Were the subject of the mayor's rant not of a family which fled the Third Reich, Adams nonetheless would deserve criticism. Now that Dubnau's family background has been revealed, it should be a layup for local politicians and other community leaders to condemn the mayor.

It would be too easy and probably inaccurate to dub Eric Adams as a "racist." That label is much overused and abused, and there is no indication that the mayor believes whites or refugees from a genocidal regime are inherently inferior. However, it is obvious that "don't stand in front like you treating someone that's on the plantation that you own" is a racially biased charge and product of a bigot.
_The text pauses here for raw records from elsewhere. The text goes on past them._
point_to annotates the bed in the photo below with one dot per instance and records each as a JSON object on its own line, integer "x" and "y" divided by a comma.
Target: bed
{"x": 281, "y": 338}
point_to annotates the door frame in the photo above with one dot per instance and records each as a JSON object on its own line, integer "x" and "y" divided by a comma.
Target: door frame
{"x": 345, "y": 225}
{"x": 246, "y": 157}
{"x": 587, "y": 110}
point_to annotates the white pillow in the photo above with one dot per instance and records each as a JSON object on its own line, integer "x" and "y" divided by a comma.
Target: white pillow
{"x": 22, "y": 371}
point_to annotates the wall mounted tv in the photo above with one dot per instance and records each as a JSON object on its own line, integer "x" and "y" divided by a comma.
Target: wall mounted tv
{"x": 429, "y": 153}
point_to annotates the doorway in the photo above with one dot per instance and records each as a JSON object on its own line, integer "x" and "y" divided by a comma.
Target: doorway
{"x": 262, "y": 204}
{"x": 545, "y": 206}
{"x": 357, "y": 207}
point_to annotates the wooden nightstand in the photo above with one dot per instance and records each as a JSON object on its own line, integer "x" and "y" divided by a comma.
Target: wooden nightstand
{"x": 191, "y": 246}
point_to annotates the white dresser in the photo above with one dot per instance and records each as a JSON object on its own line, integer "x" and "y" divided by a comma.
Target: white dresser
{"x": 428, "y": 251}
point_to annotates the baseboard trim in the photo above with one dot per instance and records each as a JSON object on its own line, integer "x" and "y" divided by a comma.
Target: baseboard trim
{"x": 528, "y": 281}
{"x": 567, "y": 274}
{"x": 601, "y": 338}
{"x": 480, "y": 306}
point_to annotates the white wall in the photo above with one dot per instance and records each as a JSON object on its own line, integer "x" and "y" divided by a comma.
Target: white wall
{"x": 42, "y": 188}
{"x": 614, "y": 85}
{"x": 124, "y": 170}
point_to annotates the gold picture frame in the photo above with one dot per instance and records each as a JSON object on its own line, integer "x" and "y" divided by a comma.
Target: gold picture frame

A week before Adams' hostile and megalomaniacal outburst, he stated at a press conference 

There's a body of people who were pleased with 30 years without having a mayor that looked like me. I upset a lot of people with my appointments, with my initiatives, with my challenges- and just who I am. We can't pretend as though, to some in the city, I don't fit the mold of what a mayor should be.

Quite the contrary. If nearly any other public official had with no legitimate reason made an equally repugnant statement, he or she would have faced a torrent of criticism and probably been forced to resign.

Choosing to bend over backwards, I'll speculate that the response to Adams' comments has been extraordinarily tepid because he is an intimidating figure. That's bad enough but it's likely that race plays a critical part in the extraordinarily tepid response to Adams' comments. We'll never know because aside from Donald Trump, no one makes statements on a par with accusing someone of behaving like a white slaveholder to a black man. If this is condoned, the Big Apple would be better known as the Rotten Apple.